- Publishers: Atari Program Exchange Antic Software
- Designer: Douglas Crockford
- Platform: Atari 8-bit
- Release: 1982
- Genre: Action-adventure

= Galahad and the Holy Grail =

1982 video game

Galahad and the Holy Grail is an action-adventure game for Atari 8-bit computers. It was designed and programmed by Douglas Crockford and published by the Atari Program Exchange in 1982. Influenced by Adventure for the Atari VCS and Arthurian legend, it contains almost 100 rooms–according to the manual–which are switched between with a flip screen technique. The game resulted in Crockford being hired at Atari Research. Following the closure of the Atari Program Exchange, a lightly updated version of Galahad and the Holy Grail was published by Antic Software.

==Gameplay==
The player explores the world, which is divided into single-screen areas representing indoor and outdoor locations, finding objects and overcoming obstacles. There are no enforced goals in the game, and the manual suggests choosing one or more goals and swearing to complete them, such as "to find the three keys" or "to find the Holy Grail."

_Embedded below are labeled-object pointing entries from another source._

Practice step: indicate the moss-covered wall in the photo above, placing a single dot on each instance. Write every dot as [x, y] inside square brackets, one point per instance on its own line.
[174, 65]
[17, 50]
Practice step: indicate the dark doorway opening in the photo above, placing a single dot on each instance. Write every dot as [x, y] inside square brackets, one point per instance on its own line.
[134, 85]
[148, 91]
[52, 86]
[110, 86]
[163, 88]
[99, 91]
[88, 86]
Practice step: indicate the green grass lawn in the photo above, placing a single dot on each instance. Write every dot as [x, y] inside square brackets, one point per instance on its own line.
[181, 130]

The game contains references to Atari's Adventure as well as other popular games of the day. With a nod to the film Monty Python and the Holy Grail, one of the objects found in the game is a holy hand grenade.

==Development and release==
Douglas Crockford wrote the game over a period of four months on an Atari 800 using the Atari Assembler Editor cartridge. The game was titled Knightsoil when submitted, but after Atari learned that night soil was a euphemism for excrement, it proposed changing the title. According to Crockford, "they wanted to change the name to Lancelot and the Holy Grail, and I said, 'That's OK, but Lancelot never found the Holy Grail.' So, it became Galahad and the Holy Grail." Atari Program Exchange director Fred Thorlin said the game "contained some rather risque scenes when it was initially submitted."

After the Atari Program Exchange shut down, Antic Software re-released Galahad and the Holy Grail in 1985 with the formerly printed manual on the second side of the disk. The game was sold under the same name, but the title screen was changed to read "Sir Galahad and the Holy Grail." According to an AtariAge forum member who disassembled the room structure of the game, the Antic Software version fixed a number of traversal glitches and other bugs.

==Reception==
Galahad and the Holy Grail was included in Antic magazine's December 1983 holiday buyer's guide. The Addison-Wesley Book of Atari Software 1984 rated the game a C. The reviewer wrote, "I hate to criticize a creative game, but Galahad has features that seem illogical to the player, features not explained in the very sparse documentation."

Galahad and the Holy Grail was one of four finalists for the 1982 Atari Star Award. The winner was Typo Attack.

==Legacy==
Galahad and the Holy Grail caused game designer Chris Crawford to hire Crockford at the research division of Atari, Inc. where he worked on hardware and programming environments.